Alice Hildegard Shalvi was born in Essen, Germany, on Oct. 16, 1926. She, her mother and brother joined their father in London in 1934, and she later earned degrees in literature and social work. She immigrated to Israel in 1949, taught at Hebrew University and led efforts to create an English department at Ben-Gurion University. Denied the deanship because she was a woman, she mobilized female faculty members in protest.

Orthodox feminist activist Alice Shalvi, right and author Elana Sztokman in 2017, attending the ordination ceremony for Israeli rabbis at the Hebrew Union College-Jewish Institute of Religion in Jerusalem. (Courtesy Elana Sztokman)

Professor Shalvi was my formal mentor when I was on the Jerusalem Fellows, a program in Jewish education. We would meet regularly and talk about feminism, politics, religion and Israel. It was a privilege to spend those hours in one-on-one conversations. Prof. Shalvi always talked to me with complete honesty, passion and belief in what she was working for. She entrusted me with her vision, and made me feel like she believed that I would hold it for her and continue to birth it in the world.

By the time changes started to take place in Orthodoxy for women — evidenced by Shira Hadasha, a Jerusalem congregation dedicated to halachah (Jewish law) and feminism, and Orthodox women in clergy roles — she had already moved on to the Conservative movement, serving as rector of what is now the Schechter Institute of Jewish Studies, a graduate school and seminary associated with the movement’s Jewish Theological Seminary. She needed to go where her vision was valued and welcomed and celebrated, instead of where everything was a fight. She was highly criticized for that decision and was treated by some as a sort of traitor to the Orthodox feminist cause. But she deserved to be in a place that supported her and brought her comfort and respect, and she had earned that right.

She offered words of support for me when I took a similar leap and enrolled in Reform rabbinical school. Even though I am no longer in rabbinical school and do not associate with the Reform movement in any meaningful way, I do not regret the decision to step away from an Orthodox version of feminism and try on other hats. She inspired me and so many others to take leaps, be courageous, live from the heart and ignore the haters.

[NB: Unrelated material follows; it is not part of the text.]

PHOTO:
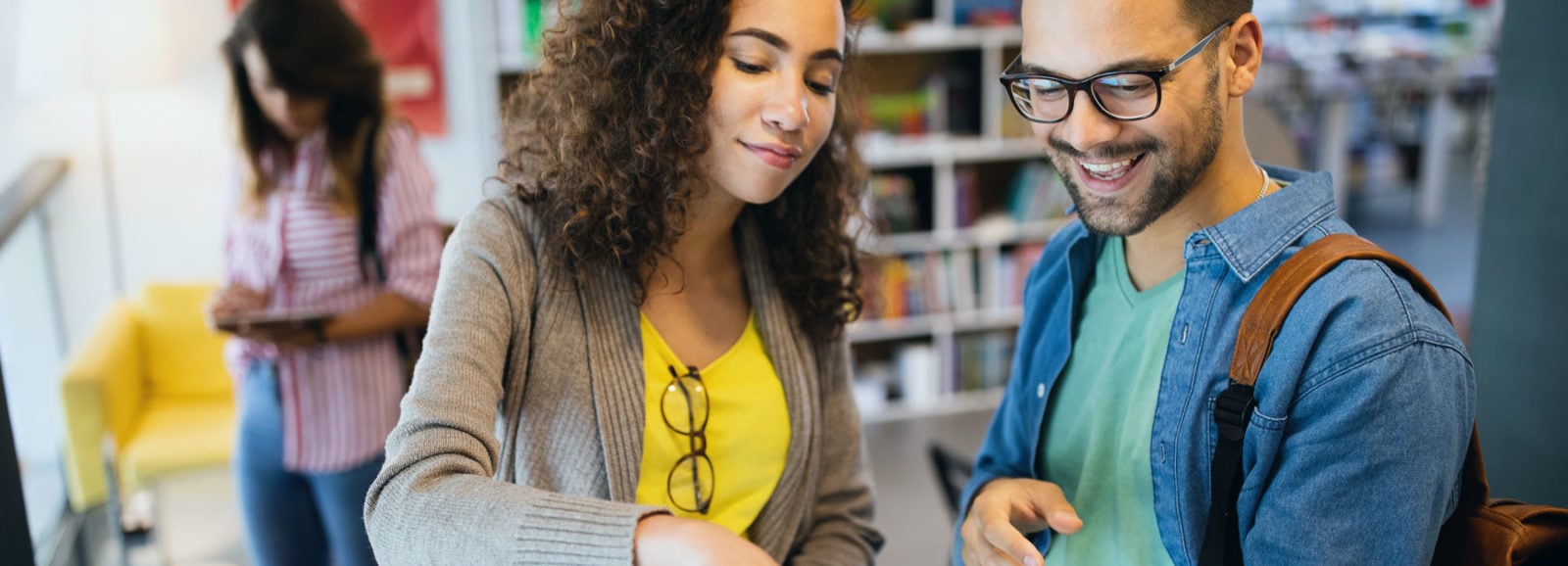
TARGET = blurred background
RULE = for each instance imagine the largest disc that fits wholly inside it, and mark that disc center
(1442, 122)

I am so glad that she found her well-deserved place in the world, and that she received many well-deserved honors and accolades along the way, including, in 1991, the Ministry of Education’s Education Prize in 1991 for teaching Talmud to girls and insisting that Pelech alumnae serve in either the IDF or the National Service. In 2007, she won the Israel Prize for her life’s work, and in 2019 a National Jewish Book Award for her memoir, “Never a Native.”

She left an incredible legacy of activism that has birthed generations of change agents in Israel.

I have often thought over the years that I wanted to be Alice Shalvi when I grew up. I loved her unstoppable courage, her ability to wear many hats, her resilience in standing up to the haters and naysayers, and her constant belief that she could make a difference. I’ve tried to follow that kind of path, though I have not had nearly the kind of strength and fortitude — and successes — that she had. But her personality and vision continue to have a permanent resting place in my heart. And I will continue to endeavor to carry her torch in this world.